Despite these promising results, the conclusions from this study should be viewed in light of several key limitations. The model was trained and tested using data from only one hospital, which limits how broadly the findings can be applied. Patient arrival patterns are heavily influenced by institutional factors, regional demographics, and local healthcare policies. Therefore, the predictive performance seen here may not directly apply to other hospital settings without further adjustment and testing. This highlights the importance of caution when applying these results beyond the specific context studied.
Future research should address this limitation by incorporating multi-hospital datasets that represent diverse operational environments and patient populations. Cross-institutional validation would allow for a more rigorous assessment of model robustness and external validity. In addition, future studies may explore hybrid modeling frameworks, such as combining GRU architectures with Transformer-based attention mechanisms or implementing federated learning approaches. These directions offer concrete pathways to improve long-term forecasting stability while preserving data privacy across institutions.
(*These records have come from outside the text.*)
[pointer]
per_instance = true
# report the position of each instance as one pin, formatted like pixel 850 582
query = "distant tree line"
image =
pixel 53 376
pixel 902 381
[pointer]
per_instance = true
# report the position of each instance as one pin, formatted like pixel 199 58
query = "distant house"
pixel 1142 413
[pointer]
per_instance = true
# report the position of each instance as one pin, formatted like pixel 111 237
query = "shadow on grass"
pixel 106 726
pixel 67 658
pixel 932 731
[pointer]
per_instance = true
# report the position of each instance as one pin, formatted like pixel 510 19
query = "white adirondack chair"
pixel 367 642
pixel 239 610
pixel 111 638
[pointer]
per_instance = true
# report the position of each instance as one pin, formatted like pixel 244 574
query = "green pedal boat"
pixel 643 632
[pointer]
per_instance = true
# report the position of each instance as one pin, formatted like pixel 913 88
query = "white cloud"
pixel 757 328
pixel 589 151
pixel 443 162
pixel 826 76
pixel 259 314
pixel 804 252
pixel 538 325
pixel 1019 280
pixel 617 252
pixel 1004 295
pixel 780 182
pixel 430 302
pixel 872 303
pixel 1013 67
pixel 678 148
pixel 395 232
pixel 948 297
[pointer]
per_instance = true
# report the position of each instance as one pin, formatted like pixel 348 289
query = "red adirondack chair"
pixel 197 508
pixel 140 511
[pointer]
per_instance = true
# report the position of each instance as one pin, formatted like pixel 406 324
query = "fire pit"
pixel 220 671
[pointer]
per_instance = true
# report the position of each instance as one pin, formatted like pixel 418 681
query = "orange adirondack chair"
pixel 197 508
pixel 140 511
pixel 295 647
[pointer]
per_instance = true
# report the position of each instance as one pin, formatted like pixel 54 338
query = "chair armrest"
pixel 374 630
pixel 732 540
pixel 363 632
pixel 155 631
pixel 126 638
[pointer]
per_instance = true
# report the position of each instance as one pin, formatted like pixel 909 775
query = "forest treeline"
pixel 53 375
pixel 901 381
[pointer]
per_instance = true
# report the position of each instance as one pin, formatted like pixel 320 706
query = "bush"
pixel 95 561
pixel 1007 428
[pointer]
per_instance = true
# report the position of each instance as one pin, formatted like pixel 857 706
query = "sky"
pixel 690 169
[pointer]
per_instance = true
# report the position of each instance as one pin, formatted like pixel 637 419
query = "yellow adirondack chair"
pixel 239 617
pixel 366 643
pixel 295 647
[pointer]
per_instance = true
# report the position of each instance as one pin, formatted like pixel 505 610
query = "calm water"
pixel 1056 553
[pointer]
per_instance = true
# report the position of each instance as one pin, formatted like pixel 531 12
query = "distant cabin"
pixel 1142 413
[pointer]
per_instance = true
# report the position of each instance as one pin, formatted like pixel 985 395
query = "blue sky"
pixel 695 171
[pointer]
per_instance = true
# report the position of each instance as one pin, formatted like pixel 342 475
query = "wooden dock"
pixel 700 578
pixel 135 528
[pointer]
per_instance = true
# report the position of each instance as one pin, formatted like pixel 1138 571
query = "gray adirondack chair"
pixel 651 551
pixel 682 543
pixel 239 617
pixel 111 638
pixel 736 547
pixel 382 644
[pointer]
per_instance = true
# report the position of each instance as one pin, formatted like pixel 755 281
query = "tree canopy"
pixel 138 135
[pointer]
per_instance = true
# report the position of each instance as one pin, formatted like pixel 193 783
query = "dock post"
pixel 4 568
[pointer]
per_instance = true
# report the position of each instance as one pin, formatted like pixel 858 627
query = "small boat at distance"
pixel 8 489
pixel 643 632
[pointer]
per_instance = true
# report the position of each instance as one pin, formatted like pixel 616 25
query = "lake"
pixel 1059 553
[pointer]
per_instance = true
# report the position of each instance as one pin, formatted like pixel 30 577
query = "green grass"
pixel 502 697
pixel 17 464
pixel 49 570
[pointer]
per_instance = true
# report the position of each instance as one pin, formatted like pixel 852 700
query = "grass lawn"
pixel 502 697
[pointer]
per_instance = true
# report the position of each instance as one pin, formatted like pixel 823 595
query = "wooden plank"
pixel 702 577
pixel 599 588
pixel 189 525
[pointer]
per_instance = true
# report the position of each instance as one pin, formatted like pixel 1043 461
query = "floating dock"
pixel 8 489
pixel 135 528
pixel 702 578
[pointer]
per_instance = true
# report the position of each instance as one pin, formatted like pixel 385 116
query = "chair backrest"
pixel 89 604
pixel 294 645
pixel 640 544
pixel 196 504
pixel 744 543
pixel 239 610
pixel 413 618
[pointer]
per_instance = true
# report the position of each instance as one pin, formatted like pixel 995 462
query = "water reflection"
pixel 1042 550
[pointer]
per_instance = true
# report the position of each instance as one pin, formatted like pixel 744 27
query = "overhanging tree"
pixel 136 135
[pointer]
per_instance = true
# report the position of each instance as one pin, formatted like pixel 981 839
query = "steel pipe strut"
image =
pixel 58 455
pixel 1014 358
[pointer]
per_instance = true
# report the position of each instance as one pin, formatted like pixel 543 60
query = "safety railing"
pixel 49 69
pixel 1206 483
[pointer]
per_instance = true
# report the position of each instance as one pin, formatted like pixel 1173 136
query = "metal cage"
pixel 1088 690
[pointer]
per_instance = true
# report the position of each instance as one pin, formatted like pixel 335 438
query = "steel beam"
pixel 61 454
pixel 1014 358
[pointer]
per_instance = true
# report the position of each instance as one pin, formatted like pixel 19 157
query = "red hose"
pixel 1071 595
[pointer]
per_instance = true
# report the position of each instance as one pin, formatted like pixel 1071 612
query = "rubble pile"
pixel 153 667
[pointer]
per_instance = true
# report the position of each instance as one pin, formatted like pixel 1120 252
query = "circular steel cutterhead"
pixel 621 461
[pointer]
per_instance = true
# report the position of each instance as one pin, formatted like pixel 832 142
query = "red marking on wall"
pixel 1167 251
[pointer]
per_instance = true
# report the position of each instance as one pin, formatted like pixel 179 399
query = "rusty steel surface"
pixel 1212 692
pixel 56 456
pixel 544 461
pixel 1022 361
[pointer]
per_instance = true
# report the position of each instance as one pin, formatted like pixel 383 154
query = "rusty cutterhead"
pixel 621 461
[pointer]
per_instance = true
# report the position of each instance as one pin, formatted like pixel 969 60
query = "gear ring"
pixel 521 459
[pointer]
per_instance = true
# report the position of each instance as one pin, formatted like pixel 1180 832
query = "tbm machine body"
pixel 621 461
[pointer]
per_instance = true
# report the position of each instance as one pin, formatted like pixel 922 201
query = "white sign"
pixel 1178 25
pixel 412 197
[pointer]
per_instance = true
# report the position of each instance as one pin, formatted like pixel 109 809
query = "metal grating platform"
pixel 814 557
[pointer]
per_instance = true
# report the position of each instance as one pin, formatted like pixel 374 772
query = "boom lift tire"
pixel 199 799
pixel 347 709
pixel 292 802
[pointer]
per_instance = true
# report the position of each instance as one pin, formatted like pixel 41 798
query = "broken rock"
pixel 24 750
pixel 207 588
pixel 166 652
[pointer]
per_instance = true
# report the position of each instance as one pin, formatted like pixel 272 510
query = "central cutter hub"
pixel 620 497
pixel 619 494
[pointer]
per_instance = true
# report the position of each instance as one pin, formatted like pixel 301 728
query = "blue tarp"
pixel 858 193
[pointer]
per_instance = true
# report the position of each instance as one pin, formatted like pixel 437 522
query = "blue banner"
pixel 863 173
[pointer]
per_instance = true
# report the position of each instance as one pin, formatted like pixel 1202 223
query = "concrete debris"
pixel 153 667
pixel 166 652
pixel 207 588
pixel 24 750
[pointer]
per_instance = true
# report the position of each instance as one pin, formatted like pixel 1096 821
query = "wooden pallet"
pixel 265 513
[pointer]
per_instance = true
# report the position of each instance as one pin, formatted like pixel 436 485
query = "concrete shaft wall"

From an operational perspective, the forecasting results provide indicative rather than prescriptive support for hospital supply chain decision-making. While short-term forecasts can inform daily staffing adjustments and immediate resource mobilization, medium- and long-term predictions should be interpreted as strategic signals rather than precise estimates. The study does not claim direct optimization of supply chain outcomes; instead, it demonstrates how predictive demand information can serve as an input to broader decision-support processes involving staffing, logistics coordination, and capacity planning.
Overall, this research contributes to the healthcare forecasting literature by positioning GRU-based models as a computationally efficient and empirically grounded alternative for modeling ED demand under uncertainty. By situating patient arrival forecasting within a supply chain management perspective, the study highlights the importance of aligning predictive analytics with operational decision contexts. The findings provide a foundation for future research that integrates advanced forecasting models with optimization and policy analysis to support more resilient and data-driven hospital operations.